Shire plc announced that the U.S. Food and Drug Administration (FDA) has approved MYDAYIS, a once-daily treatment comprised of three different types of drug-releasing beads for patients 13 years and older with Attention Deficit Hyperactivity Disorder (ADHD). Mydayis is not for use in children 12 years and younger. Shire expects to make Mydayis commercially available in the United States in the third quarter of 2017.

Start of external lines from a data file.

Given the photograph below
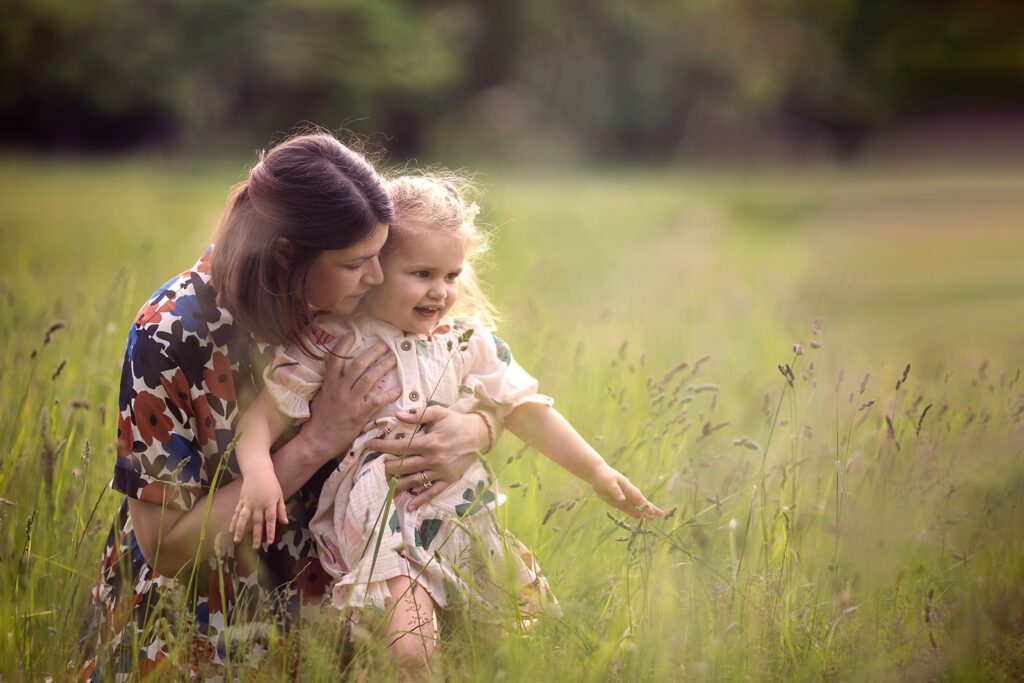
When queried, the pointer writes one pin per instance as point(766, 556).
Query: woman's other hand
point(347, 399)
point(261, 502)
point(443, 449)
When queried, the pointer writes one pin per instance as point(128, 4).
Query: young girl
point(433, 316)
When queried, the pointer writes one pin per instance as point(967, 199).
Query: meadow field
point(817, 370)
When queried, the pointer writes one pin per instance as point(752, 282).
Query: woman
point(302, 232)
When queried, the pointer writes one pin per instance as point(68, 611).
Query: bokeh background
point(665, 180)
point(609, 80)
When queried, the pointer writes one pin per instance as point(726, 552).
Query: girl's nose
point(374, 274)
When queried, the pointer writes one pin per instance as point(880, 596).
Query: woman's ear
point(282, 253)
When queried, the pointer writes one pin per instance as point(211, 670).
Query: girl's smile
point(421, 281)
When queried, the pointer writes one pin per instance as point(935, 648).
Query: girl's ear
point(282, 253)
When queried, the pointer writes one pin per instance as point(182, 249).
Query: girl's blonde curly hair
point(437, 201)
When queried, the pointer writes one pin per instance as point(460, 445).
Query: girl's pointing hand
point(612, 487)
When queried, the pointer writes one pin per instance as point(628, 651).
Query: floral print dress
point(187, 372)
point(452, 546)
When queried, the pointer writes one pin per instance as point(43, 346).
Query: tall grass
point(845, 492)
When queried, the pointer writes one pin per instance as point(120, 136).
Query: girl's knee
point(413, 625)
point(411, 651)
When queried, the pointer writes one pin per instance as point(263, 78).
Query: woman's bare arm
point(171, 540)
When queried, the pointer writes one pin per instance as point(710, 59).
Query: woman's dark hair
point(316, 194)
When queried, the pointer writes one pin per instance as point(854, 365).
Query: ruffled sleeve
point(494, 378)
point(293, 378)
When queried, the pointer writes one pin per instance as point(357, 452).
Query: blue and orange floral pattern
point(187, 371)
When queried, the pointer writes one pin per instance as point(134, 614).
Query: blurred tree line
point(643, 79)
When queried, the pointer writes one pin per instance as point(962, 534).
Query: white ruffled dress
point(452, 546)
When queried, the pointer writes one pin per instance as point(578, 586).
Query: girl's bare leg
point(412, 629)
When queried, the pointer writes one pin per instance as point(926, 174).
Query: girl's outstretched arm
point(261, 499)
point(545, 429)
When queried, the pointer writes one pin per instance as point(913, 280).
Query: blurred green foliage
point(586, 79)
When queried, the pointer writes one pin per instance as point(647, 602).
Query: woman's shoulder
point(185, 306)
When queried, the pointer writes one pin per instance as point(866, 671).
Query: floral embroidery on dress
point(187, 372)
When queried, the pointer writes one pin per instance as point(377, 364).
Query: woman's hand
point(262, 502)
point(439, 454)
point(612, 487)
point(346, 400)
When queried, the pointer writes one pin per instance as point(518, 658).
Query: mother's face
point(339, 278)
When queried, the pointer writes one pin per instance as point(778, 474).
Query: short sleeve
point(161, 426)
point(494, 378)
point(293, 379)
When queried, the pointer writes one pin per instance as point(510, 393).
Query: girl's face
point(339, 278)
point(421, 281)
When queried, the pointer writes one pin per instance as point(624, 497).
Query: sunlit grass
point(813, 536)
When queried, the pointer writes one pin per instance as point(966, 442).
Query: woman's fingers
point(282, 510)
point(419, 444)
point(407, 465)
point(271, 523)
point(242, 523)
point(257, 528)
point(417, 480)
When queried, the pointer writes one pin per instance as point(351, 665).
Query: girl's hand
point(612, 487)
point(440, 453)
point(262, 502)
point(347, 399)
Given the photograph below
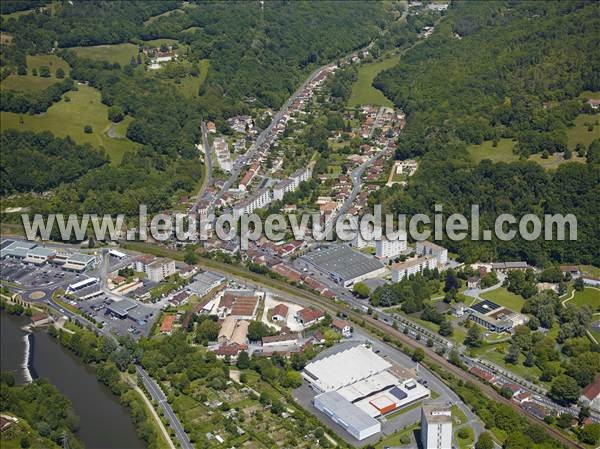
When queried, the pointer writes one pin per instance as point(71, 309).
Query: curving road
point(157, 395)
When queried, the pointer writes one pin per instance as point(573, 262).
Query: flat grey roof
point(41, 251)
point(17, 248)
point(122, 307)
point(345, 411)
point(81, 258)
point(343, 261)
point(140, 313)
point(204, 282)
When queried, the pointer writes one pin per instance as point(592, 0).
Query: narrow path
point(569, 298)
point(156, 417)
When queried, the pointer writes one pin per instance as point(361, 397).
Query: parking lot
point(30, 275)
point(140, 326)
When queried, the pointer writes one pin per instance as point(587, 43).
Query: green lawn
point(590, 270)
point(394, 439)
point(554, 160)
point(502, 153)
point(531, 373)
point(589, 296)
point(458, 416)
point(580, 133)
point(190, 85)
point(164, 14)
point(51, 61)
point(120, 53)
point(505, 298)
point(69, 118)
point(30, 83)
point(363, 91)
point(467, 442)
point(27, 83)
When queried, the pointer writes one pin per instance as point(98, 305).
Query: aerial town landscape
point(216, 111)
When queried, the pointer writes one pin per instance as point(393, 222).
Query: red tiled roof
point(339, 324)
point(309, 315)
point(280, 309)
point(280, 338)
point(481, 373)
point(167, 324)
point(592, 390)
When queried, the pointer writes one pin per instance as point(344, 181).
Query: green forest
point(257, 58)
point(485, 74)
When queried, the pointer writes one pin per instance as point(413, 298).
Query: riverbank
point(98, 409)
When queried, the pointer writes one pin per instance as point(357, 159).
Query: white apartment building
point(258, 200)
point(223, 154)
point(426, 248)
point(160, 269)
point(436, 426)
point(413, 266)
point(290, 184)
point(385, 248)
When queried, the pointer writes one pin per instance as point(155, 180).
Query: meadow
point(68, 118)
point(363, 91)
point(119, 53)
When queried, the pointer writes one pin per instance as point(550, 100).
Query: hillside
point(484, 75)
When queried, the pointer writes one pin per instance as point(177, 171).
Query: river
point(103, 422)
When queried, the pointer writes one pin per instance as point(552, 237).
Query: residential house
point(308, 316)
point(279, 313)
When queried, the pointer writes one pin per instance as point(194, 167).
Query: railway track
point(357, 318)
point(232, 271)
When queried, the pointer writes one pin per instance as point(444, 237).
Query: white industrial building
point(356, 386)
point(343, 265)
point(79, 262)
point(436, 426)
point(349, 416)
point(386, 248)
point(426, 248)
point(160, 269)
point(223, 154)
point(412, 266)
point(344, 368)
point(258, 200)
point(39, 255)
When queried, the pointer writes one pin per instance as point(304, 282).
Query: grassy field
point(120, 53)
point(465, 443)
point(554, 160)
point(30, 83)
point(51, 61)
point(580, 134)
point(363, 92)
point(505, 298)
point(190, 85)
point(531, 373)
point(394, 439)
point(502, 153)
point(164, 14)
point(589, 296)
point(27, 83)
point(590, 270)
point(69, 118)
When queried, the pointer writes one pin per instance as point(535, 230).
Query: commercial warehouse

The U.S. FDA approval of Mydayis is based on results from 16 clinical studies evaluating Mydayis in more than 1,600 subjects, including adolescents (aged 13 to 17 years) and adults with ADHD. In pivotal, placebo-controlled clinical studies, Mydayis significantly improved symptoms of ADHD, as measured by the ADHD-RS-IV and the Permanent Product Measure of Performance (PERMP), in adults and adolescents. Improvement on the PERMP, an objective, validated, skill-adjusted math test that measures attention in ADHD patients, reached statistical significance beginning at 2 or 4 hours post-dose and lasting up to 16 hours post-dose.
“Mydayis is the latest innovation in Shire’s 20-year legacy of helping to support the treatment of ADHD. It’s a testament to Shire’s commitment to helping support the evolving needs of appropriate patients with ADHD,” said Flemming Ornskov, M.D., MPH, CEO of Shire. “With this approval, we hope to help patients who need a once-daily treatment option. Mydayis has shown efficacy lasting up to 16 hours after taking one capsule, beginning at 2 or 4 hours post-dose.”
Andrew J. Cutler, M.D., Executive Vice President and Chief Medical Officer at Meridien Research and an investigator in the Mydayis clinical trials said: “Many of my patients living with ADHD are trying to manage symptoms that impact them in different settings – often across home life, school or work, and in social settings. Patients have individual needs and may respond differently to treatments, so it is important for healthcare professionals to have multiple options. It’s rewarding to work with Shire to provide a new treatment option that may help appropriate patients with ADHD.”